DDIA: Chp 3. Storage and Retrieval (Part 1)

- August 20, 2024

This is Chapter 3, part 1 for the Designing Data Intensive Applications (DDIA) book. This part focuses on storage and retrieval for OLTP databases.

Even if you won't be implementing a storage engine from scratch, it is still important to understand how databases handle storage and retrieval internally. This knowledge allows you to select and tune a storage engine that best fits your application's needs. The performance of your application often hinges on the efficiency of the storage engine, especially when dealing with different types of workloads, such as transactional (involving many small, frequent read and write operations) or analytical (involving block reads for executing complex queries over large datasets).

There are two main families of storage engines: log-structured storage engines (e.g., LevelDB, RocksDB) and page-oriented storage engines like B-trees (e.g., PostGres, InnoDB/MySQL, WiredTiger/MongoDB).

Log-Structured Storage Engines

These engines use an append-only log format, which is efficient for write-heavy workloads. Writing data to a log sequentially is faster than doing random writes, especially on traditional hard drives. Periodically, the log is compacted and merged to reclaim space and optimize read performance.
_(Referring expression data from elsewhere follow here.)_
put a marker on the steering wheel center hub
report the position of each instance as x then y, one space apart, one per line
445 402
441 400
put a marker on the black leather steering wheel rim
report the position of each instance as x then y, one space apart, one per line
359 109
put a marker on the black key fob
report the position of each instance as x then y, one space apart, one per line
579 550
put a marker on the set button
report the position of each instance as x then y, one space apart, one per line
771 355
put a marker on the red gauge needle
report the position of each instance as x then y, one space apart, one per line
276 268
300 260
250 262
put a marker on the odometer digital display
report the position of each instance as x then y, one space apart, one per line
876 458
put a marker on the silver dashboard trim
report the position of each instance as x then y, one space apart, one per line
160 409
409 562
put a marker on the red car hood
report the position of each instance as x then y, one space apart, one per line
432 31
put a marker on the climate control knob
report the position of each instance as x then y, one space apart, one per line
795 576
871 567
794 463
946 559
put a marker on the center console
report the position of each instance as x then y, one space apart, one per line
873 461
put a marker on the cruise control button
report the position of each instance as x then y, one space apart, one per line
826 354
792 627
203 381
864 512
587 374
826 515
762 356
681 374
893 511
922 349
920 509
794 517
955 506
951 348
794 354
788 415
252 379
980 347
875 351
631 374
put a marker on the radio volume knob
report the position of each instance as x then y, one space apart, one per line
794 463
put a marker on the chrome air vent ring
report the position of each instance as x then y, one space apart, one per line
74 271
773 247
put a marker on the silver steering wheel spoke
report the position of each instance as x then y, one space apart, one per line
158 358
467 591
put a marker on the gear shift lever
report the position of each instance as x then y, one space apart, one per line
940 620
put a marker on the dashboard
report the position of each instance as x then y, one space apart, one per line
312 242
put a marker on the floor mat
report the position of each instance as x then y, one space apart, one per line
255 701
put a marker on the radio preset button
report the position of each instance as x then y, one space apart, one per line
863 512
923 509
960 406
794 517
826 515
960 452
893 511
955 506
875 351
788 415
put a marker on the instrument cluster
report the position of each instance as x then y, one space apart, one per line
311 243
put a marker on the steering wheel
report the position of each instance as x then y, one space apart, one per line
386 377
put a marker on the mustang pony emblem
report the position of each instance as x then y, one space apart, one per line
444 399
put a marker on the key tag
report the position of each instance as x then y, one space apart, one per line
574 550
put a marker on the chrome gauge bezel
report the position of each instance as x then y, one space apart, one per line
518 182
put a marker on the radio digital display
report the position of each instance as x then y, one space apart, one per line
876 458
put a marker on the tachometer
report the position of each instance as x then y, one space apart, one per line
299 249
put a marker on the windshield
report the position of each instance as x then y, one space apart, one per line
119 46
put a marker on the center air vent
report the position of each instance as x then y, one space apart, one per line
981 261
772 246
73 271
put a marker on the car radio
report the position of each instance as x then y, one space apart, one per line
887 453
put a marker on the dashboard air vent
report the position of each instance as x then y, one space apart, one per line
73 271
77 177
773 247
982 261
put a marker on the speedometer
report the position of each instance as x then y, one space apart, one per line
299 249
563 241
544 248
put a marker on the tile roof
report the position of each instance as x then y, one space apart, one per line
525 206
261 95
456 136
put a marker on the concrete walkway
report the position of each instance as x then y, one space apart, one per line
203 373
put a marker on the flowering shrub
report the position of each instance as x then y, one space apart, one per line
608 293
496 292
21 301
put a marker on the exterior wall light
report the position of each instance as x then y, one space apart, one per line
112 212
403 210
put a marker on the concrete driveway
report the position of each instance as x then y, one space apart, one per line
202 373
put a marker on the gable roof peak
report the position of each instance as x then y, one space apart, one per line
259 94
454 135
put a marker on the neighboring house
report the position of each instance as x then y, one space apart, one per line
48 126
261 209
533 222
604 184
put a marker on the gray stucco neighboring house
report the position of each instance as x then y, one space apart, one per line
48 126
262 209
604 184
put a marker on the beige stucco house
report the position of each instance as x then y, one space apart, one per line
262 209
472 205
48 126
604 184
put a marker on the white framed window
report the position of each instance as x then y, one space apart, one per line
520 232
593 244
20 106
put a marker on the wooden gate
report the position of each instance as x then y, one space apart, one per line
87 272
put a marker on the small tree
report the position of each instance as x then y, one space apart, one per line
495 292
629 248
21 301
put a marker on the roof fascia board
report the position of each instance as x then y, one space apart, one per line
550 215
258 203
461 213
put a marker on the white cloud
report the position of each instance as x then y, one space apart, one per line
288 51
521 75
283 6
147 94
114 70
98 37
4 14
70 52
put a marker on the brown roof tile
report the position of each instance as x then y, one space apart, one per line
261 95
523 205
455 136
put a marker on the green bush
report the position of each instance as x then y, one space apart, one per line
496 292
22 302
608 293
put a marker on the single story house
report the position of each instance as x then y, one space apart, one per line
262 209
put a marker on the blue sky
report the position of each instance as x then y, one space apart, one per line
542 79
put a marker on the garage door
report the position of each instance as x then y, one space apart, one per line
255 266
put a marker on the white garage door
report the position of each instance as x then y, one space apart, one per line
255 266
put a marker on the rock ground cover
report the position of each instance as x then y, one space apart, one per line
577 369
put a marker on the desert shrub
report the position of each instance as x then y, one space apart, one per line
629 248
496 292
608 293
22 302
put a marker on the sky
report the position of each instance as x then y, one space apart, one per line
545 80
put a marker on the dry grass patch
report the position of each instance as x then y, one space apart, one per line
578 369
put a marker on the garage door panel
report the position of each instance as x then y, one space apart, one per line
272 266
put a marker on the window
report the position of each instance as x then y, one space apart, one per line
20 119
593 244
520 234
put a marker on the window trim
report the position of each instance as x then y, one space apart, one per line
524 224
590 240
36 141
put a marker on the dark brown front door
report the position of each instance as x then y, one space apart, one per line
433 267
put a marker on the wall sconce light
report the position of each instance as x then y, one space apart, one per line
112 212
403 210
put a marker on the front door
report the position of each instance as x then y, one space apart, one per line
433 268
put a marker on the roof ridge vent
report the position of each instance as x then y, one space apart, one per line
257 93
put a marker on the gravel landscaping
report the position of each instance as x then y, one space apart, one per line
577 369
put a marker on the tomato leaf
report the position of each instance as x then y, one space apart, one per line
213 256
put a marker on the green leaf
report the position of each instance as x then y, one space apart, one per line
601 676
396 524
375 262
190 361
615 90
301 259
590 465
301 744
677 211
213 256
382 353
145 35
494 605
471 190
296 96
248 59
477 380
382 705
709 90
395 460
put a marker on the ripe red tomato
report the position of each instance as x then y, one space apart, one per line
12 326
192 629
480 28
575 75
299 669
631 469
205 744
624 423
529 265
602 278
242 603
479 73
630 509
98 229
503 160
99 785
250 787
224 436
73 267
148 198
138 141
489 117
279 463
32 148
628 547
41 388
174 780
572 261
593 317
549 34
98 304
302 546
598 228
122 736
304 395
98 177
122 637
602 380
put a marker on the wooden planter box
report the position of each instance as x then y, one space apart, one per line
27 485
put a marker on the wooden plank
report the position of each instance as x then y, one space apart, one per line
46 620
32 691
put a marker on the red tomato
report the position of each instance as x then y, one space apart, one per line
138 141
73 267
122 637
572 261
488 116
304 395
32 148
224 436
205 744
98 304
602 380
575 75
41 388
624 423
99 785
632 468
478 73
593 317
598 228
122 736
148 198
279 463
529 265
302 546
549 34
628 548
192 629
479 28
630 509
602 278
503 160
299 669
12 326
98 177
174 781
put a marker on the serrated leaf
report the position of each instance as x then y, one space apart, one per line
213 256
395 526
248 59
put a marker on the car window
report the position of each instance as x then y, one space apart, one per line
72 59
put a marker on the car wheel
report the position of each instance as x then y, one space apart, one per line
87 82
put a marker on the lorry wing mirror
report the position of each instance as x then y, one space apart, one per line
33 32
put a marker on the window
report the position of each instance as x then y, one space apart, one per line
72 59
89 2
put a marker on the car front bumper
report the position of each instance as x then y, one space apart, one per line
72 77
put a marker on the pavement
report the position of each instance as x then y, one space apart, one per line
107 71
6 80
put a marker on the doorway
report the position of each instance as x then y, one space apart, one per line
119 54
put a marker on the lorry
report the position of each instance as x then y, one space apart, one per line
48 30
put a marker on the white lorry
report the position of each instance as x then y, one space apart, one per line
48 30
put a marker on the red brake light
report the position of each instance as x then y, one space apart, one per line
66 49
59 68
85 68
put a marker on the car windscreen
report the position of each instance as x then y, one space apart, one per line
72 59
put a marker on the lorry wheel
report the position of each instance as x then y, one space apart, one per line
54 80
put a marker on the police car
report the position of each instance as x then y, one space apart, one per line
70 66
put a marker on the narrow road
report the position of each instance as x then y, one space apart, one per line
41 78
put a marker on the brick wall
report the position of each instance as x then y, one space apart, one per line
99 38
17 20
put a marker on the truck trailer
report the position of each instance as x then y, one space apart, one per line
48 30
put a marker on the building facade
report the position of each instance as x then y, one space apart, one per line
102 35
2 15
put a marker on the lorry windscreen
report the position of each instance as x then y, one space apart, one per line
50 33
LSM-trees (Log-Structured Merge-Trees), introduced in 1996, are a common implementation for log-structured storage engines. Here data is first stored in an in-memory structure (e.g., a red-black tree). Once it reaches a certain size (typically a few megabytes), it is written to disk as a sorted string table (SSTable). From time to time, the systems run a merging and compaction process in the background to combine segment files and to discard overwritten or deleted values. This reduces fragmentation and improves read efficiency.

The downside of LSM-trees is that reads can be slower because the system may need to check multiple SSTables to find a key. A read operation first tries to find the key in the memtable, then in the most recent on-disk segment, then in the next-older segment, etc. This long traversal can be mitigated by using Bloom filters to avoid unnecessary disk reads.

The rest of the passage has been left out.